Coinfections and antimicrobial treatment in a cohort of falciparum malaria in a non-endemic country: a 10-year experience.

机构信息

Department of Internal Medicine, Infectious Diseases, University Hospital Frankfurt, Goethe University, Theodor-Stern-Kai 7, 60590, Frankfurt, Germany.
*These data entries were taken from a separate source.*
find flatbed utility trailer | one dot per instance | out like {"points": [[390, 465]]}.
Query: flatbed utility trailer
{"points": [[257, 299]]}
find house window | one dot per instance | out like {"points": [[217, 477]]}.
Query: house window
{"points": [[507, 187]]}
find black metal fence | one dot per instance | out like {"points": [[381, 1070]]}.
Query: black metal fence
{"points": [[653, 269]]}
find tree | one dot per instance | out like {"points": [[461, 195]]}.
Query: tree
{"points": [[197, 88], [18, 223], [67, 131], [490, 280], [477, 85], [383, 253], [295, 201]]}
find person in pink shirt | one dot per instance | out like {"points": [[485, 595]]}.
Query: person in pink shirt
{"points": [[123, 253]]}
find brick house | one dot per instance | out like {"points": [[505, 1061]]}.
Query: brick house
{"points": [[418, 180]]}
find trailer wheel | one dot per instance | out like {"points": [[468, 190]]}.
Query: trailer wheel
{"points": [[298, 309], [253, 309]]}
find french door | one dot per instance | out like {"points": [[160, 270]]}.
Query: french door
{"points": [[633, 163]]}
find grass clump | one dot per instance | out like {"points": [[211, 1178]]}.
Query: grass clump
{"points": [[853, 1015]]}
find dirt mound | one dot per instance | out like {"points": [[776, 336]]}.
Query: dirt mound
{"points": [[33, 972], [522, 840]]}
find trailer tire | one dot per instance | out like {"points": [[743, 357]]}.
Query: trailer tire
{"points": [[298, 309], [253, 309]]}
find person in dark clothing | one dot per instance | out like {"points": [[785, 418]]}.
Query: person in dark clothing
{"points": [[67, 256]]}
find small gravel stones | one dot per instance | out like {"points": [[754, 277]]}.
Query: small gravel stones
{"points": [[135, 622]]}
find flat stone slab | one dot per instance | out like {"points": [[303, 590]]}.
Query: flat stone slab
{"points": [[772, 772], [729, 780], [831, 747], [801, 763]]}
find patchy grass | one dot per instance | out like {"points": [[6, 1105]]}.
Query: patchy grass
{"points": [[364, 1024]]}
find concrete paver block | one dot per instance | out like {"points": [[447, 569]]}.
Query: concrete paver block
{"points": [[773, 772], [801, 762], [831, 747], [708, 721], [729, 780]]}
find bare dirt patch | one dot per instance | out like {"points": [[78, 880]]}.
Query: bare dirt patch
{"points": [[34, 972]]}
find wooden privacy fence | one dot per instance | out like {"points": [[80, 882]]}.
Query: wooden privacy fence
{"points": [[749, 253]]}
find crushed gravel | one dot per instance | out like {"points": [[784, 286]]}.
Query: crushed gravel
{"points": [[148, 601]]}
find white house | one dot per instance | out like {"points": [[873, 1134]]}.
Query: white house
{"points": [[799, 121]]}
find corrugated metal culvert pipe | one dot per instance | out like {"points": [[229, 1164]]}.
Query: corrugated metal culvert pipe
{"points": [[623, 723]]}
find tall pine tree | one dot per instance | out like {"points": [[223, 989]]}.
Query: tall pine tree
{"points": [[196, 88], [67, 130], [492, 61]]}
Institute of Medical Virology, University Hospital Frankfurt, Goethe University, Frankfurt am Main, Germany.

出版信息

Infection. 2024 Apr;52(2):461-469. doi: 10.1007/s15010-023-02103-x. Epub 2023 Oct 27.

Abstract

INTRODUCTION

Falciparum malaria remains one of the deadliest infectious diseases worldwide. In Germany, it is mainly an imported infection among travellers. Rates of coinfection are often unknown, and a clinical rationale for the beneficial use of calculated antibiotic therapy in patients with malaria and suspected coinfection is lacking.

METHODS

We conducted an analysis of all in-patients treated with falciparum malaria at a German infectious diseases centre in vicinity to one of Europe's major airports for 2010-2019. Logistic regression and time-to-event analysis were used to evaluate predictors for bacterial coinfection, the use of antibacterial substances, as well as their influence on clinical course.

RESULTS

In total, 264 patients were included. Of those, 64% received an additional antibacterial therapy (n = 169). Twenty-nine patients (11.0%) were found to have suffered from a relevant bacterial coinfection, while only a small fraction had relevant bacteremia (n = 3, 1.4%). However, patients with severe malaria did not suffer from coinfections more frequently (p = 0.283). CRP levels were not a reliable predictor for a bacterial coinfection (OR 0.99, 95% CI 0.94-1.06, p = 0.850), while another clinical focus of infection was positively associated (OR 3.86, 95% CI 1.45-11.55, p  = 0.010).

CONCLUSION

Although bacterial coinfections were rare in patients with malaria at our centre, the risk does not seem negligible. These data point rather towards individual risk assessment in respective patients than to general empiric antibiotic use.

摘要

简介

恶性疟原虫仍然是全球最致命的传染病之一。在德国,它主要是旅行者输入性感染。合并感染的发生率通常不明确,且缺乏疟疾合并疑似合并感染患者使用计算出的抗生素治疗的临床依据。

方法

我们分析了 2010 年至 2019 年在一家德国传染病中心治疗的在附近一家欧洲主要机场旅行的恶性疟原虫感染住院患者。使用逻辑回归和时间事件分析来评估细菌合并感染、使用抗菌物质的预测因子,以及它们对临床病程的影响。

结果

共纳入 264 例患者,其中 64%(n=169)接受了额外的抗菌治疗。29 例(11.0%)患者患有相关细菌合并感染,而仅有少数患者存在相关菌血症(n=3,1.4%)。然而,严重疟疾患者的合并感染并不更常见(p=0.283)。C 反应蛋白(CRP)水平不是细菌合并感染的可靠预测因子(OR 0.99,95%CI 0.94-1.06,p=0.850),而另一个感染的临床焦点与合并感染呈正相关(OR 3.86,95%CI 1.45-11.55,p=0.010)。

结论

尽管我们中心的疟疾患者中细菌合并感染罕见,但风险似乎不可忽视。这些数据指向对特定患者进行个体化风险评估,而不是对所有患者进行经验性抗生素使用。